Of the nature of Death and the Dead we may enumerate twelve kinds. First there are those who become new gods, for whom new universes are born. Second those who praise. Third those who fight as soldiers in the unending war with evil. Fourth those who amuse themselves among flowers and sweet streams with sports. Fifth those who dwell in gardens of bliss, or are tortured. Sixth those who continue as in life. Seventh those who turn the wheel of the Universe. Eighth those who find in their graves their mothers’ wombs and in one life circle forever. Ninth ghosts. Tenth those born again as men in their grandsons’ time. Eleventh those who return as beasts or trees. And last those who sleep.

“Look at this,” he said, “this can’t be right.”

“I wish you’d hurry. You’re going to be late.”

He looked at the watch she had given him. It read 060.26.13, and he said, “I still have time. But look here—the black is supposed to say the same thing as the red, but look at how different they are: where it says ‘And last those who sleep,’ there’s a whole paragraph opposite it; and across from ‘Fourth those who amuse themselves,’ there are only two words.”

“You don’t want any more coffee, do you?”

He shook his head, laid down the red book, and picked up another; its title was Food Preparation in the Home. “That’s for me,” his wife said. “You wouldn’t be interested in that.”

Contents

Introduction—Three Meals a Day

Preparing Breakfast

Preparing Luncheon

Preparing Supper

Helpful Hints for Homemakers

He set the book down again, and as he did so its cheap plastic cover popped open to the last page. At the bottom of the Hints for Homemakers he read: Remember that if he does not go you and your children will starve.
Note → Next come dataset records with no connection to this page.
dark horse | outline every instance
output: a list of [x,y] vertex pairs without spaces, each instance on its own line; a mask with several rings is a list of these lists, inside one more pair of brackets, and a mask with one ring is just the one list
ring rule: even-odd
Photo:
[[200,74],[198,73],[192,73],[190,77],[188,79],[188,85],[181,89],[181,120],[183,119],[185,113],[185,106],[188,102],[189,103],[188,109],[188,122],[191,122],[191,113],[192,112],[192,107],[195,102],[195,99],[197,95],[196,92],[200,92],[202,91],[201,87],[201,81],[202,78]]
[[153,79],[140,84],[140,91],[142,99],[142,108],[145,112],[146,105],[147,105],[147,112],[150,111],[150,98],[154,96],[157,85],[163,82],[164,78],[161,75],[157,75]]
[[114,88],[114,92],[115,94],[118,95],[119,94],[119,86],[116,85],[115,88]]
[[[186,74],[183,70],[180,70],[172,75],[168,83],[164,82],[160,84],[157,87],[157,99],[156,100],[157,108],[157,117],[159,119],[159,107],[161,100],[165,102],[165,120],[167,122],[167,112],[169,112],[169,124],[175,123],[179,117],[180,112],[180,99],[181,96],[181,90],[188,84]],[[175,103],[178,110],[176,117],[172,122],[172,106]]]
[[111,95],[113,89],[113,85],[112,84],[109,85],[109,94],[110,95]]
He closed it and put the sugar bowl on top of it.

“I wish you’d get going,” his wife said.

He stood up. “I was just leaving. How do I get out?”

She pointed to one of the doors. “That’s the parlor. You go straight through that, and there’s another door that goes outside.”

“And the car,” Forlesen said (more than half to himself), “will be around there under the window.” He slipped the blue How to Drive booklet into one of his pockets.

The parlor was smaller than the bedroom, but because it had no furniture as large as the bed or the table it seemed nearly empty. There was an uncomfortable-looking sofa against one wall, two bowlegged chairs in corners, an umbrella stand, and a dusty potted palm. The floor was covered by a dark patterned rug, and the walls by flowered paper. Four strides took him across the room; he opened another, larger and heavier door and stepped outside. A moment after he had closed the door he heard the bolt snick behind him; he tried to open it again and found, as he had expected, that he was locked out.